As students take the test, I circulate to answer questions are or ensure that everyone is on task.  After completing the test, students may begin reviewing the new set of words. 

Each student is assigned a vocabulary word from an assigned list (Unit 1 Vocabulary).  Students will look up their word in the dictionary and create a flashcard.  Teacher explains the difference between connotation (meaning associated with the word) and denotation (the exact meaning of the word.)  Students will create a flashcard with the following information:

  • One side: Visual representing the meaning of the word
  • Second side: 

                     Latin and Greek Roots

                     part of speech

                     Connotation: "What does word sound like?"

                     Denotation: exact meaning of word

                     Write the word in a sentence demonstrating proper usage.

Students will present their flashcard to the class, noting all the listed information.  Flashcards will be reviewed each day in a whole-class activities.  Students will be asked to recall information on flashcard.

Additionally, students should learn a few words a night as an on-going homework assignment.

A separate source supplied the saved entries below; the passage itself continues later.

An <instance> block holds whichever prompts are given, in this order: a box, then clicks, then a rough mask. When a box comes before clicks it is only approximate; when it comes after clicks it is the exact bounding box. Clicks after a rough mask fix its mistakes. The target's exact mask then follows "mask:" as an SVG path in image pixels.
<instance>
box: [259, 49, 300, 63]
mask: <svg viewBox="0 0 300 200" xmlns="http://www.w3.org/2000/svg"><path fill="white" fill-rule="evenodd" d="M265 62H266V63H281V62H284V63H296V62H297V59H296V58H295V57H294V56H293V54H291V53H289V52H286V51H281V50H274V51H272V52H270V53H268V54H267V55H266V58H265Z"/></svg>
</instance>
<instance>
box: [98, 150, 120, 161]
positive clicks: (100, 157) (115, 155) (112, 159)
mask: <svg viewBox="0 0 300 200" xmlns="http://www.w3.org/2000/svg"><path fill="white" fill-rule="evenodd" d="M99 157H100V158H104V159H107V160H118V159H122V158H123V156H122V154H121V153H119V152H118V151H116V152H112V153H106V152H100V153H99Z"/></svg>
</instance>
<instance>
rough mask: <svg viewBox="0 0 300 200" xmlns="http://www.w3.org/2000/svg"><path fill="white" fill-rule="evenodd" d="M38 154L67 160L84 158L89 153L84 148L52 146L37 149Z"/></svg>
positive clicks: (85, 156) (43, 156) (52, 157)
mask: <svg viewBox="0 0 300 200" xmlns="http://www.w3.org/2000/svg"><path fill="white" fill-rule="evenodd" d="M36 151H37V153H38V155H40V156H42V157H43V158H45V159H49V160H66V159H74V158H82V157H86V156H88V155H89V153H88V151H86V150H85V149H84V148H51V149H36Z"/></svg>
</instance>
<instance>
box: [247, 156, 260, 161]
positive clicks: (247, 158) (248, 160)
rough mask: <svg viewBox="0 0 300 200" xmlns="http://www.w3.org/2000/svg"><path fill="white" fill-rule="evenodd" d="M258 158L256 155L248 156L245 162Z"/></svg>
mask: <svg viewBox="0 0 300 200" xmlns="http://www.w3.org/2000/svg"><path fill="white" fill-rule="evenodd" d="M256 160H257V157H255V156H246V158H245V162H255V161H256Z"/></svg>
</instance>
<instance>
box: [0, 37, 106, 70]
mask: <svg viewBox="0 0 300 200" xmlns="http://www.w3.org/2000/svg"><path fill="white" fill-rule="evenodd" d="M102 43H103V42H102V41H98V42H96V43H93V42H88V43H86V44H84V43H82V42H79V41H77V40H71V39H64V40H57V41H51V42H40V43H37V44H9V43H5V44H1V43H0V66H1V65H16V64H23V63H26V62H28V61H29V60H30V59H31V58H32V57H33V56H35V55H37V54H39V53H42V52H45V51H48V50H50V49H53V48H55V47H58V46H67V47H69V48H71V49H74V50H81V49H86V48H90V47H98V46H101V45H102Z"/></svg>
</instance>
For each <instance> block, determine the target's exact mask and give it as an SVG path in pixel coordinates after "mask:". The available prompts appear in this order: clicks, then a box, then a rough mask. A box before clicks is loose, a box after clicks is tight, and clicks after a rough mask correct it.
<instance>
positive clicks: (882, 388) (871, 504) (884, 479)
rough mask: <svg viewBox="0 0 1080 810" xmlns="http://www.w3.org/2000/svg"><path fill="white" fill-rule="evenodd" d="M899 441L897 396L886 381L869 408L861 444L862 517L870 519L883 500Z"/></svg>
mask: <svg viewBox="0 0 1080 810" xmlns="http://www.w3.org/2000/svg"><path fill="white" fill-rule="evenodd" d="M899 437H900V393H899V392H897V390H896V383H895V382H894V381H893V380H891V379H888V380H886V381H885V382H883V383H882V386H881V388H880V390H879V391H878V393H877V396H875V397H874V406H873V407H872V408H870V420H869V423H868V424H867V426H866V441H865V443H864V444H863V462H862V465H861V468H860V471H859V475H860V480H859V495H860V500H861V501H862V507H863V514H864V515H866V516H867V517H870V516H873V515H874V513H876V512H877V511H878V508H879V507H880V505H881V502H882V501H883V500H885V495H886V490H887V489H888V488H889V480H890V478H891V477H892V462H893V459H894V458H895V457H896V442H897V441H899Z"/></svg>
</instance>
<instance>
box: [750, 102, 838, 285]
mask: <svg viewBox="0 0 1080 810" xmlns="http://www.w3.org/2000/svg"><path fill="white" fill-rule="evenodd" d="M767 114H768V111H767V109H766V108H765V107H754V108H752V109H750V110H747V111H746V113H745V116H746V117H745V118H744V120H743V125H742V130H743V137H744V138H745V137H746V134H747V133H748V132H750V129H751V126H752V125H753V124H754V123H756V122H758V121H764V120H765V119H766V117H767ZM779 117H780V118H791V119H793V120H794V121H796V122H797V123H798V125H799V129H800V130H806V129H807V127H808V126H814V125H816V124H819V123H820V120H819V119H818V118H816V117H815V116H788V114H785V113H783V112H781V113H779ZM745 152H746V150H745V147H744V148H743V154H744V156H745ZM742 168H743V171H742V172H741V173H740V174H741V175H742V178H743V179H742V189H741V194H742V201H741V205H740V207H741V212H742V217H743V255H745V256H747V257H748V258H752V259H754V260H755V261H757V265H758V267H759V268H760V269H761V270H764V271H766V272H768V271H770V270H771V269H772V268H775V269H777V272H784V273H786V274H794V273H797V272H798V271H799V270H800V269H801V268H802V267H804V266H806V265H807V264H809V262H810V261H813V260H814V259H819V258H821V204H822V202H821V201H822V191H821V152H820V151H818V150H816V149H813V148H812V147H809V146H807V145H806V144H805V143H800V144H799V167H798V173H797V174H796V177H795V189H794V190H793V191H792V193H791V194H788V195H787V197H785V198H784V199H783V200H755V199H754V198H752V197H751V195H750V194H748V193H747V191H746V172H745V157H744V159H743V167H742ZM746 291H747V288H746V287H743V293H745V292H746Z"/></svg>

The Reliable/Unreliable Narrator

30 minutes

Before we begin digging into whether Nick is a reliable narrator, I ask students to truthfully consider whether they have ever stretched the truth to make themselves look better in front of a peer.  To facilitate a whole-class discussion, I propose to the class the following scenarios and ask students to describe their response.  (The purpose is to consider whether Nick truly is the honest person he knows, considering that while he is scornful of everyone's actions, he is still participating in them.)

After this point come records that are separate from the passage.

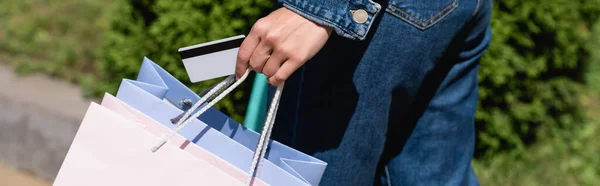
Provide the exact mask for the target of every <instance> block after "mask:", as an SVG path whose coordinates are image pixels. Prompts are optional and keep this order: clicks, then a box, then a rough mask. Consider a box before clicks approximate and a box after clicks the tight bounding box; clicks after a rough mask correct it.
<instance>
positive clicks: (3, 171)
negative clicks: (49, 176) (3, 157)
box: [0, 165, 52, 186]
mask: <svg viewBox="0 0 600 186" xmlns="http://www.w3.org/2000/svg"><path fill="white" fill-rule="evenodd" d="M0 185H6V186H13V185H14V186H50V185H52V183H51V182H50V181H48V180H45V179H41V178H38V177H36V176H33V175H31V174H27V173H24V172H22V171H17V170H15V169H14V168H12V167H6V166H3V165H0Z"/></svg>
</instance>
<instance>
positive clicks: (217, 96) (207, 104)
mask: <svg viewBox="0 0 600 186" xmlns="http://www.w3.org/2000/svg"><path fill="white" fill-rule="evenodd" d="M248 74H250V69H247V70H246V72H245V73H244V75H243V76H242V77H240V79H239V80H237V81H235V80H234V77H235V76H234V75H232V76H229V77H227V78H226V79H225V80H223V81H221V82H219V83H218V84H217V85H216V86H214V87H212V88H211V89H210V90H209V91H208V93H206V95H204V96H202V98H201V99H200V100H199V101H198V102H197V103H196V104H194V105H193V106H192V107H191V108H190V109H188V110H187V111H186V112H185V114H184V115H183V116H182V117H181V118H180V119H178V121H177V124H175V128H174V129H173V131H171V132H170V133H169V134H167V135H165V136H163V137H162V138H161V139H160V141H158V142H157V143H156V144H155V145H154V146H153V147H152V149H151V150H152V152H156V151H157V150H158V149H160V147H162V146H163V145H164V144H165V143H167V141H168V140H169V138H171V137H173V136H174V135H175V134H177V133H179V131H181V129H183V128H184V127H185V126H187V125H188V124H190V123H191V122H192V121H193V120H194V119H196V118H198V117H199V116H200V115H202V114H203V113H204V112H206V111H207V110H208V109H209V108H211V107H212V106H213V105H215V104H216V103H217V102H219V101H220V100H221V99H223V98H224V97H225V96H226V95H227V94H229V93H231V92H232V91H233V90H234V89H235V88H237V87H238V86H239V85H240V84H241V83H242V82H244V80H246V78H247V77H248ZM234 81H235V82H234ZM232 83H233V85H231V84H232ZM229 85H231V86H229ZM227 86H229V87H227ZM283 86H284V84H281V85H279V86H277V90H276V91H275V94H274V96H273V100H272V101H271V105H270V107H269V112H268V113H267V118H266V120H265V125H264V127H263V130H262V132H261V134H260V138H259V141H258V144H257V147H256V150H255V151H254V156H253V158H252V164H251V166H250V171H249V173H248V178H247V180H246V185H250V184H251V183H252V180H253V178H254V176H255V173H256V175H258V172H259V170H260V167H261V166H262V161H261V160H263V159H264V157H265V154H266V151H267V148H268V145H269V140H270V138H271V131H272V129H273V125H274V123H275V115H276V114H277V109H278V108H279V101H280V99H281V95H282V92H283ZM225 87H227V88H226V89H225V90H223V89H224V88H225ZM217 92H221V93H220V94H219V95H217V96H216V97H215V98H214V99H212V100H211V101H210V102H208V103H207V104H206V106H204V107H202V108H201V109H200V110H199V111H198V112H196V113H194V114H193V115H192V116H191V117H190V115H191V114H192V112H194V111H195V110H196V109H198V107H200V106H201V105H202V104H204V103H205V102H206V101H207V100H208V99H210V98H211V97H213V96H214V95H215V94H217Z"/></svg>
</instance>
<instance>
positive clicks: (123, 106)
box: [101, 93, 266, 186]
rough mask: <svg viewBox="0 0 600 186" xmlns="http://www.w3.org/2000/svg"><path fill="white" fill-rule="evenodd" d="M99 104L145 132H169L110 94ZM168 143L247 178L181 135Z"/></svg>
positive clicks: (220, 159) (104, 97)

  • Your girlfriend/boyfriend breaks up with you.  Do you tell your friends she/she initiated the break-up or do you bend the truth to make it look like you broke up with him or her?
  • Everyone in the class gets a 95 or above on a test, you get a 55.  Do you go along with everyone and say you aced the test as well or do you admit that you were the only one to flunk the test?
  • You get in an altercation with an acquaintance who makes you look silly in front of others.  Do you re-tell the story to your friends making yourself look like the dominant figure in the argument, or do you admit the truth?

I randomly pick popsicle sticks and ask students their responses.  This is to ensure that all students are engaged.

I then hand out the attached worksheet in which students look at Nick's relationships to the other characters and examine his likes and dislikes.  Finally, students provide evidence as to whether they believe he is a reliable narrator in a written response.  I have developed the worksheet to help students breakdown the information that they have learned about Nick and work through a bit of scaffold to arrive at a well-thought out conclusion.  The CCSS alignment occurs as students must examine text evidence in calculating their response (RL 11-12 1).  Additionally, they must analyze a case in which grasping a point of view requires distinguishing what is directly stated in a text from what is really meant (RL 11-12 6).